There's a little bit of room to optimize. I think it's something that really is in line with our overall business growth. But in terms of funding costs, we're probably not gonna see a huge optimization in the near term on that front, even though we have seen improvement there over the last couple of quarters. On dividend, just a high level comment, which is that we for the last two years, we basically have announced a dividend policy of 20%-40%. This time, we've basically kept within that range. The dividend, cash dividend for the full year of 2022, is 40%, so the overall range hasn't changed. What we did modify slightly is that for 2021, our dividend was paid out in two halves.

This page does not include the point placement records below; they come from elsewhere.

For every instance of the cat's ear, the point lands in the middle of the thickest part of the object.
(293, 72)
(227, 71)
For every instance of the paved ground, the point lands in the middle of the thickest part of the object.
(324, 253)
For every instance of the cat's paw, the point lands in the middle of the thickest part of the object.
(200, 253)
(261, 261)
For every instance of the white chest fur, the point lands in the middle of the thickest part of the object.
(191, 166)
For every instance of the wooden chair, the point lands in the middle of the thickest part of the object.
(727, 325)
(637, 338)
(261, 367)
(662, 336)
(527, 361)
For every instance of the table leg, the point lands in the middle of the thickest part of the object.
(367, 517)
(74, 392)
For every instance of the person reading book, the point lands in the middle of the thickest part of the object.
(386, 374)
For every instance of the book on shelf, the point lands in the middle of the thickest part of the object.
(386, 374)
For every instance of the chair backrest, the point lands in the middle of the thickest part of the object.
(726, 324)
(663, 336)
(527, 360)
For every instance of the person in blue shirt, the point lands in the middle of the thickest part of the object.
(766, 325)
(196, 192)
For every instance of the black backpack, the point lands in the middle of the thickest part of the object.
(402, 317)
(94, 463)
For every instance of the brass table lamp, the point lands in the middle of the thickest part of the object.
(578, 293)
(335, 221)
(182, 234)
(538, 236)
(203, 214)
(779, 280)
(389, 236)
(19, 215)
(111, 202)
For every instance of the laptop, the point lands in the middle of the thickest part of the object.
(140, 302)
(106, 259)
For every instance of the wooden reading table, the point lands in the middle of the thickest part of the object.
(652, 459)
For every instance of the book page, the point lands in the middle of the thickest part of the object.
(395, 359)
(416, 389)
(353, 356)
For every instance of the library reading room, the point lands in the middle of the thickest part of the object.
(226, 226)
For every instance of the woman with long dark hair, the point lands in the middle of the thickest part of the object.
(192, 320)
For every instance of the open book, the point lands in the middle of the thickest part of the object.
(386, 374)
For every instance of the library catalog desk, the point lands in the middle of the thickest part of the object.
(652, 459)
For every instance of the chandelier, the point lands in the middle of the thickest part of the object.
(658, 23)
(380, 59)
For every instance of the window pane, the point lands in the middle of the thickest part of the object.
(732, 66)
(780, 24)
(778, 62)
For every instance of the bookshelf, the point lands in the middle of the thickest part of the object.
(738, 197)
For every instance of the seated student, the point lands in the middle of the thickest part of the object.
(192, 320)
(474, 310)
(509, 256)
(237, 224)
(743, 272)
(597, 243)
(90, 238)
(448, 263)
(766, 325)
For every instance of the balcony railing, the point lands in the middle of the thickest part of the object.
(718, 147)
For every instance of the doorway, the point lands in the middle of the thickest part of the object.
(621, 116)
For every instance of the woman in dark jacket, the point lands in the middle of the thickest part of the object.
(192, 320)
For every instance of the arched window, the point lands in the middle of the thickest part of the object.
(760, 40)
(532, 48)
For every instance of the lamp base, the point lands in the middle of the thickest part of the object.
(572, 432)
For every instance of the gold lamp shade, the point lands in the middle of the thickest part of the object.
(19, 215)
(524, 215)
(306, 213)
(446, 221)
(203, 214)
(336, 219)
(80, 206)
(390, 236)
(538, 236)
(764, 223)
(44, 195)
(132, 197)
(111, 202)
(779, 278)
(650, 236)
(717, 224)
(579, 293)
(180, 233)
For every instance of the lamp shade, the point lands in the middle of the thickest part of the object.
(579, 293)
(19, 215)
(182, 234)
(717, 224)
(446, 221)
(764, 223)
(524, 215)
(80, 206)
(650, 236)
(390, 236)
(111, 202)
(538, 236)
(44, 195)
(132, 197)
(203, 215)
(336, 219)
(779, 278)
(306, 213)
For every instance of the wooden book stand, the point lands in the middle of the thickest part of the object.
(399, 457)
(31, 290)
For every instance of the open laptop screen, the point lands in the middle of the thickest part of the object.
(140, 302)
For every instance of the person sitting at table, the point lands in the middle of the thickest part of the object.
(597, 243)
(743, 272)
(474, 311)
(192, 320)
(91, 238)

What we have done is saying for the full year of 2022, we will take it to a total of 40%. The dividend that was paid out in the first half of 2020, two, was really based on 32%. We had basically brought it at par across the entire year of 40%. I don't know, David, do you wanna add any other comments on the dividend policy?

David Choy
CFO, Lufax Holding

Brett has been pretty comprehensive comment on the different. Yeah, it is. Nothing changed is that the frequency of our dividend payment is not changed. The range, the dividend payout ratio that approved by the board didn't change, 20%-40%. The subtle change is really on how to calculate on a semi-annual basis or on a full year basis. That is the subtle change. This subtle change, we believe, relieves management more flexibility, and we are able to deliver greater value to our shareholders. I think it is, it is positive to all shareholders.

Operator

Thank you. There is no further questions. That concludes our Q&A session for today. I'll now hand the call back over to our management team for closing remarks.

Liu Xinyan
Head of Board Office and Capital Markets, Lufax Holding

Thank you. This concludes today's call. Thank you all for joining the conference call. If you have more questions, please do not hesitate to contact the company's IR team. Thanks again.